Mszy świętej przewodniczył ordynariusz kamieniecko-podolskiej diecezji biskup Leon Dubrawski — „główny i pierwszy pielgrzym” jak nazwał biskupa kustosz sanktuarium o. Benedykt Świderski OFM.
Biskup Leon zachęcił wszystkich obecnych do modlitwy za siebie, za swoje rodziny, za kraj, za cały świat. „Diabeł boi się modlitwy. Jeżeli będziemy trwać w szczerej modlitwie, on nie będzie miał dostępu ani do nas, ani do naszych rodzin“ — powiedział Jego Ekscelencja Dubrawski.

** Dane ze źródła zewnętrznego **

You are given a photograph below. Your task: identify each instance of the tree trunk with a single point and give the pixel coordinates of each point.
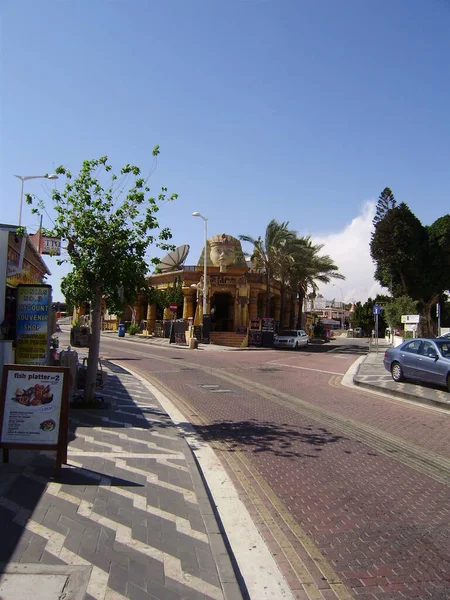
(133, 314)
(282, 305)
(301, 298)
(292, 309)
(267, 293)
(94, 349)
(428, 330)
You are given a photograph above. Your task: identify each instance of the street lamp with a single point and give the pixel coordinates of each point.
(197, 214)
(343, 305)
(25, 178)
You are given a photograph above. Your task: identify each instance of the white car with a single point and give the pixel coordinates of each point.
(291, 338)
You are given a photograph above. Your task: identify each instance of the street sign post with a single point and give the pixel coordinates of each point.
(376, 312)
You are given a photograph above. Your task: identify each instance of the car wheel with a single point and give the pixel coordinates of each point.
(397, 371)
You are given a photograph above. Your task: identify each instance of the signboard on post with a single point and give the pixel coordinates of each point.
(33, 316)
(50, 245)
(34, 408)
(410, 319)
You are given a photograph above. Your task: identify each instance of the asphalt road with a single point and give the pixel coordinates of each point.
(350, 490)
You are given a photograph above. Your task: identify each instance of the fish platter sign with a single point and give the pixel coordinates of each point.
(34, 407)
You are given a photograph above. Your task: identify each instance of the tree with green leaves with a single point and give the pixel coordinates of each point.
(310, 268)
(393, 311)
(267, 252)
(413, 260)
(107, 222)
(386, 202)
(363, 315)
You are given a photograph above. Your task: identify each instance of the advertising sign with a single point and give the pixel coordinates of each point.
(33, 323)
(410, 318)
(34, 409)
(50, 246)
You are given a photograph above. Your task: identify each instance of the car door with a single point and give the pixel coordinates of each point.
(427, 368)
(432, 366)
(408, 357)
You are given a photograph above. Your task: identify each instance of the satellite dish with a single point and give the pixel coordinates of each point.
(174, 261)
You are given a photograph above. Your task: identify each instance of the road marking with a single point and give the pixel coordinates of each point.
(259, 569)
(305, 368)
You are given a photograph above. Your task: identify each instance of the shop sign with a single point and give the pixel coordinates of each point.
(50, 245)
(34, 409)
(33, 322)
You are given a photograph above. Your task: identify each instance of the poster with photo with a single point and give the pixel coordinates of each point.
(33, 324)
(32, 406)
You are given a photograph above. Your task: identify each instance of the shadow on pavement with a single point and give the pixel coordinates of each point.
(23, 481)
(267, 437)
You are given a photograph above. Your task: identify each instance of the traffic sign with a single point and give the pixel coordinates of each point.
(410, 318)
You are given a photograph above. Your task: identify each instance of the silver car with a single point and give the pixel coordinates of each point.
(292, 338)
(421, 359)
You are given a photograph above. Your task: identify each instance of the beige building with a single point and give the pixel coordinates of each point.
(234, 293)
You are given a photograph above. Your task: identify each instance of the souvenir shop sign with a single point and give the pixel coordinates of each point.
(34, 409)
(33, 323)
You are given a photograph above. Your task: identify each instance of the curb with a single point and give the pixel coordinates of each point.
(401, 394)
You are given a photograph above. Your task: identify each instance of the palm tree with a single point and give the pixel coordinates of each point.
(310, 269)
(268, 253)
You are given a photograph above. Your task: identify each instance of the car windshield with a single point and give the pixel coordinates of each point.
(444, 348)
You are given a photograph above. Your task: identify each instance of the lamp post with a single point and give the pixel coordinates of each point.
(25, 178)
(343, 305)
(197, 214)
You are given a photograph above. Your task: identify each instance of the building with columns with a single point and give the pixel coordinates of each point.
(235, 293)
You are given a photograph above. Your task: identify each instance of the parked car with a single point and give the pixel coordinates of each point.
(444, 336)
(421, 359)
(292, 338)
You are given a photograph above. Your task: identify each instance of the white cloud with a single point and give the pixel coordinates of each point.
(349, 249)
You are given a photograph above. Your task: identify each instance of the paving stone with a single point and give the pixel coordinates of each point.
(118, 578)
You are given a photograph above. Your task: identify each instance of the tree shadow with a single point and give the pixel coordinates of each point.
(24, 480)
(265, 436)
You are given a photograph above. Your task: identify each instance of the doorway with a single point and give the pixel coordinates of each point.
(222, 316)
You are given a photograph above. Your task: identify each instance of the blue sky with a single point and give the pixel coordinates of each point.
(289, 109)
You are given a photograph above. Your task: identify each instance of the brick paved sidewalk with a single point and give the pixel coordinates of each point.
(130, 507)
(372, 374)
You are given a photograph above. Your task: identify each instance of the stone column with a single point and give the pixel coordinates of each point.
(151, 318)
(253, 306)
(188, 303)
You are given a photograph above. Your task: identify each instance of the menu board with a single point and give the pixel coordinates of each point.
(267, 324)
(254, 338)
(33, 321)
(31, 407)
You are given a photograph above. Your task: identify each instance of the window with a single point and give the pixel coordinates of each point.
(428, 349)
(413, 347)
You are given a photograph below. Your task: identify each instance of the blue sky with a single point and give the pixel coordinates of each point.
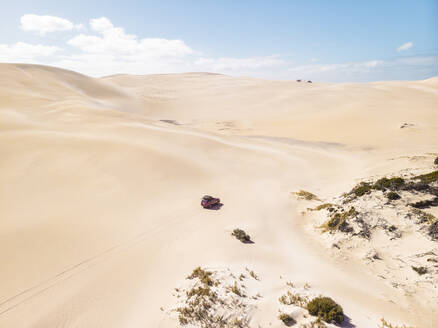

Droga Krzyżowa z tymi, których na niej nie było — taki temat dzisiejszej drogi krzyżowej. Kazanie wygłosił o. Bogdan Murachowski OFM.
– Kogo nie było na Drodze Krzyżowej? — zapytał o. Bogdan i odpowiedział — właśnie apostołów na niej nie było!
Ojciec franciszkanin przypomniał wydarzenia z ostatniej wieczerzy, gdy to Jezus powiedział swoim apostołom, że jeden z nich zdradzi Jego. A także o śmierci i zmartwychwstaniu Chrystusa — kiedy apostołowie byli przestraszeni i pouciekali od Chrystusa.
– Zwykle jakoś nie mówi się tak o apostołach — kontynuował o. Bogdan. — O apostołach mówi się, wychwalając ich czyny i odwagę. Wiemy, kim zostali później po zesłaniu Ducha Świętego. A tutaj są oni bezradni, słabi oraz tchórzliwi.
Ojciec powiedział, że celem rozważań nie jest krytyka, lecz pokazywanie ich ludzkiej natury z obawami, słabościami, przeżyciami. Przecież nawet po zmartwychwstaniu Jezusa apostołowie się bali. Dopiero po Pięćdziesiątnicy oni się zmienili, zaczęli głosić wszystkim Słowo Boże.
– Słowo Boże, głoszone tu i teraz, jest dowodem, że apostołowie dobrze popracowali. […] Apostołowie byli tchórzliwi, a stali się wielkimi kaznodziejami — tak puentował swoją homilię o.Bogdan Murachowski.
Po mszy święty od świątyni wyruszyła procesja. Pielgrzymi poszli poszli szarogródzkimi pagórkami, rozważając Mękę Chrystusową.
Jak wiadomo Droga Krzyżowa o długości 3 km na obrzeżach Szarogroda jeszcze się buduje, jednak dotąd już przejeżdżają pielgrzymi, żeby przejść ostatnią Drogę Krzyżową Chrystusa i wyprosić u Boga potrzebne łaski.